In our experience, we are typically interested in running two different types of commands: Those that operate on each sample independently, and those that operate on all samples simultaneously. Since sample-independent pipelines can be easily parallelized by sample, we distinguish these.

Looper divides pipelines into two types: sample pipelines and project pipelines.

This philosophy is conceptually similar to the MapReduce programming model, which applies a split-apply-combine strategy. In the case of running pipelines on sample-intensive research projects, we split the project into samples and apply the first tier of processing (the sample pipeline). We then combine the results in the second tier of processing (the project pipeline).
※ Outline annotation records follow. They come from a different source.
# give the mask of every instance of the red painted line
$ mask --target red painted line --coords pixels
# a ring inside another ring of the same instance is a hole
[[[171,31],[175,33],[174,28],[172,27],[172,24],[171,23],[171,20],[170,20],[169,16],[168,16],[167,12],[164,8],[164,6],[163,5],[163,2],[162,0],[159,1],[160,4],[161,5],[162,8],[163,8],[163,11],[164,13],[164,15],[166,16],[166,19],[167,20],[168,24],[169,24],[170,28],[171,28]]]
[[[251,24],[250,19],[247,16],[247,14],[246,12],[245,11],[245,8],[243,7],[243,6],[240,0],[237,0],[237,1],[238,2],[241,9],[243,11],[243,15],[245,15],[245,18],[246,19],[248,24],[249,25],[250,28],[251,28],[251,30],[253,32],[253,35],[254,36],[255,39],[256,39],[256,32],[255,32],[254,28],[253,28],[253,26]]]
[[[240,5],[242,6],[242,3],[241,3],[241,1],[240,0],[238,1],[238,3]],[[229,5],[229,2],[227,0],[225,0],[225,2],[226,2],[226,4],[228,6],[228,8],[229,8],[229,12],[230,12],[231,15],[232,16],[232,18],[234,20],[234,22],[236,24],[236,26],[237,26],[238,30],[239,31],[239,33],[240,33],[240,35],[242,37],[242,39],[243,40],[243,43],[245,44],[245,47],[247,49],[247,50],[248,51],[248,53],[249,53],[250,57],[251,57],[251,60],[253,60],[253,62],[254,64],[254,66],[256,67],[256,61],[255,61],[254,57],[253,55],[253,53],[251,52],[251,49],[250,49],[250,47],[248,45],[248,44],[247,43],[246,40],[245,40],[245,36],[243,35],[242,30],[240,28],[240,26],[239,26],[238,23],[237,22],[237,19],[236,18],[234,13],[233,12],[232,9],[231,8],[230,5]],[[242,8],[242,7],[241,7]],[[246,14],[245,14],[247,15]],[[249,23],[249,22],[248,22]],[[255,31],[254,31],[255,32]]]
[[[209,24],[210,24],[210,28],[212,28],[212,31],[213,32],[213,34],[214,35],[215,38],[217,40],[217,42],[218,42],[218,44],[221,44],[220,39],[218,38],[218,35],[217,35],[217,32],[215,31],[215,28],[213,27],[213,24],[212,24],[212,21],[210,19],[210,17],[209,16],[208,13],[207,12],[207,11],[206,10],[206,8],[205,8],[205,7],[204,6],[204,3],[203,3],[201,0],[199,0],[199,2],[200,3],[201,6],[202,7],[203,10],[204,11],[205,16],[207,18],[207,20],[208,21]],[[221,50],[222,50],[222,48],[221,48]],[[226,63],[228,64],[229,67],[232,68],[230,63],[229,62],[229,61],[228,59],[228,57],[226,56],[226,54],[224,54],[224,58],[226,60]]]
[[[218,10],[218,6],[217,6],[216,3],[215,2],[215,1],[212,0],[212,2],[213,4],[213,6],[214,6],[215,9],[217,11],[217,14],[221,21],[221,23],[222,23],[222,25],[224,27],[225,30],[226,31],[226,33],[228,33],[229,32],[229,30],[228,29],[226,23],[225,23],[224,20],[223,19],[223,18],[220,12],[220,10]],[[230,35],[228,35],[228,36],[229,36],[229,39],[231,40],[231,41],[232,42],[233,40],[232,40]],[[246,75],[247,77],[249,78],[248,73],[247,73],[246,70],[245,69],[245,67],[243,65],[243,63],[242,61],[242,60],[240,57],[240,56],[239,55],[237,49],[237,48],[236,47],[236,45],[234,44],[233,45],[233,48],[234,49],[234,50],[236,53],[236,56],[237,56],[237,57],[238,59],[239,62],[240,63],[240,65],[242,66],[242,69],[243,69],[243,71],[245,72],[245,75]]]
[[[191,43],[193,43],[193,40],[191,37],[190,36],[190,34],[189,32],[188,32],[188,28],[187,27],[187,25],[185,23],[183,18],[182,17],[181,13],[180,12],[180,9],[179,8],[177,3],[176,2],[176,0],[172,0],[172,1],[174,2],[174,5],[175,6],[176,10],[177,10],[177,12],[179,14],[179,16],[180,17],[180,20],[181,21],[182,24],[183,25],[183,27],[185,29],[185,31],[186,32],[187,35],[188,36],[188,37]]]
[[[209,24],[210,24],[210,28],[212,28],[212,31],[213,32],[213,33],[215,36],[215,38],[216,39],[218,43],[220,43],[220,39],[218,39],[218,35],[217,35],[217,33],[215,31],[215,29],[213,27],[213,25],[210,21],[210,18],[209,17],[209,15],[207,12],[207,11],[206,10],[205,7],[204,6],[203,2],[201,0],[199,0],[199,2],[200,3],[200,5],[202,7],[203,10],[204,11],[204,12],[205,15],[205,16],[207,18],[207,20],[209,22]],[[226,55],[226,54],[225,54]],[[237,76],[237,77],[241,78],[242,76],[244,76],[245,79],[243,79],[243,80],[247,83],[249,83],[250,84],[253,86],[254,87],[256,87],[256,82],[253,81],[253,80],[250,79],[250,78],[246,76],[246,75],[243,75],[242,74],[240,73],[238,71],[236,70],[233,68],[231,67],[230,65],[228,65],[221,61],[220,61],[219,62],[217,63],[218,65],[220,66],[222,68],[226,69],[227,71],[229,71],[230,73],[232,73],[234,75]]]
Looper doesn't require you to use this two-stage system, but it simply makes it easy to do so. Many pipelines operate only at the sample level and leave the downstream cross-sample analysis to the user.

Sample pipelines

The typical use case is sample-level pipelines. These are run with looper run. Pipeline interface defining a sample pipeline must include pipeline_type: "sample" statement.

Project pipelines

Project pipelines, identified by pipeline_type: "project" statement in the pipeline interface, will be run with looper runp (where the p stands for project). Running a project pipeline operates in almost exactly the same way as the sample pipeline, with 2 key exceptions: First, instead of creating a separate command for every sample, the looper runp will only create a single command per pipeline for the project. And second, the command template itself will not have access to a sample namespace representing a particular sample, since it's not running on a particular sample; instead, it will have access to a samples (plural) namespace, which contains all the attributes from all the samples.

In a typical workflow, a user will first run the samples individually using looper run, and then, if the pipeline provides one, will run the project component using looper runp to summarize or aggregate the results into a project-level output.